Thursday, August 26, 2004

stimulation

so last night, as square and i were talking, she decided she was going to get off line as we weren't "having a very stimulating conversation." then it hit me: i don't have stimulating conversations.

i can do the whole, "hi how are you?" conversation. short and sweet. but when it comes to good, deep down, stimulating conversations...i don't have them. i would give the world to have a stimulating conversation with someone, to be able to sit down and actually talk, but with me that doesn't happen. my brain doesn't think fast enough to come up with questions and all those sorts. most of my friends are good at preaching, which is good for me because i am a good listener and i will listen with my whole heart and not stop listening until they're done. but to be able to sit down and talk about something that is in their heart and be able to respond and to give good responses and to inquiry them...i don't have it. i would love to be able to talk like some of my friends do...sending emails, all sorts of things. i want to be able to go to lunch with some of my closest friends and just have a good heart to heart CONVERSATION, not them talking and me just sitting and listening to them vent. what happened to my communication skills? why can't i have a conversation? why can't i find a rebuttal for anything (i'm not sure i spelt rebuttal right or not, but right now i really don't care)? why can't i think up of a stupid silly obituary right then and there without thinking about it and just blurt it? i can't stand that when i need the words the most, they aren't there. i can bring stimulation to certain situations...like bringing energy to a dull, boring, group of people...but to a conversation...forget it.

this sucks.

i think part of the problem is that i think to much. i have way to many thoughts on my mind already and i just blow simple things such as a conversation way out of proportion. i can't participate in an argument, i can't stick up for what i believe in just because i can't think fast enough. 8 out of 10 times, the person i'm arguing with will walk away and ten minutes later i'll have the perfect comeback...but it's to late.

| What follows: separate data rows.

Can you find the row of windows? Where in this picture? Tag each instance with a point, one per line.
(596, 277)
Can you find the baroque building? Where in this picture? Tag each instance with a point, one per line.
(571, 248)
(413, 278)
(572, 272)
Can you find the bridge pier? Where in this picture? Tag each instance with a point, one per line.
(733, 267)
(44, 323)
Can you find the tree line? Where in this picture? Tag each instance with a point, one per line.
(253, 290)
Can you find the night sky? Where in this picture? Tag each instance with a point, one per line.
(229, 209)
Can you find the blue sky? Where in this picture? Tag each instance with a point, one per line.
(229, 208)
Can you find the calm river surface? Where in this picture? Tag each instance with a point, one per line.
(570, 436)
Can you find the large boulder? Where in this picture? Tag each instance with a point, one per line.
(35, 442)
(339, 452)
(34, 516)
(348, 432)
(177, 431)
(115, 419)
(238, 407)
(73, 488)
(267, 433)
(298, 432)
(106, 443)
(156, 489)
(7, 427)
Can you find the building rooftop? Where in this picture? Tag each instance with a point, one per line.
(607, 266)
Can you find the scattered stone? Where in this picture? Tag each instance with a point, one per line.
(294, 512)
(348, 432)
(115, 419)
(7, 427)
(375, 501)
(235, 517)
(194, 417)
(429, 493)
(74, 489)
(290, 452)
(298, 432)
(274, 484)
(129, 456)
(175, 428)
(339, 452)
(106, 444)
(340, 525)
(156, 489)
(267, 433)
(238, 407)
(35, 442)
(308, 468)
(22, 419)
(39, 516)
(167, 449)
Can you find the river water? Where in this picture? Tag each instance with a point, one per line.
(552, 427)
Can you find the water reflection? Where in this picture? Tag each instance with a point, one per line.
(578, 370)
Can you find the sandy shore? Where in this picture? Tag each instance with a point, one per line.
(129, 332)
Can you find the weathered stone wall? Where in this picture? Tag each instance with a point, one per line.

and now i will stop. that is my venting for tonight. i just want a relationship with someone where i can actually offer feedback when they want it. it may be that i have it and just not realize it, but i just want a stimulating conversation. i need a best friend that lives in bemidji...or maybe what i'm really looking for is the boyfriend to have stimulating conversations with...a different point of view...but i would have to stop being afraid of boys first....but that's a story for another time.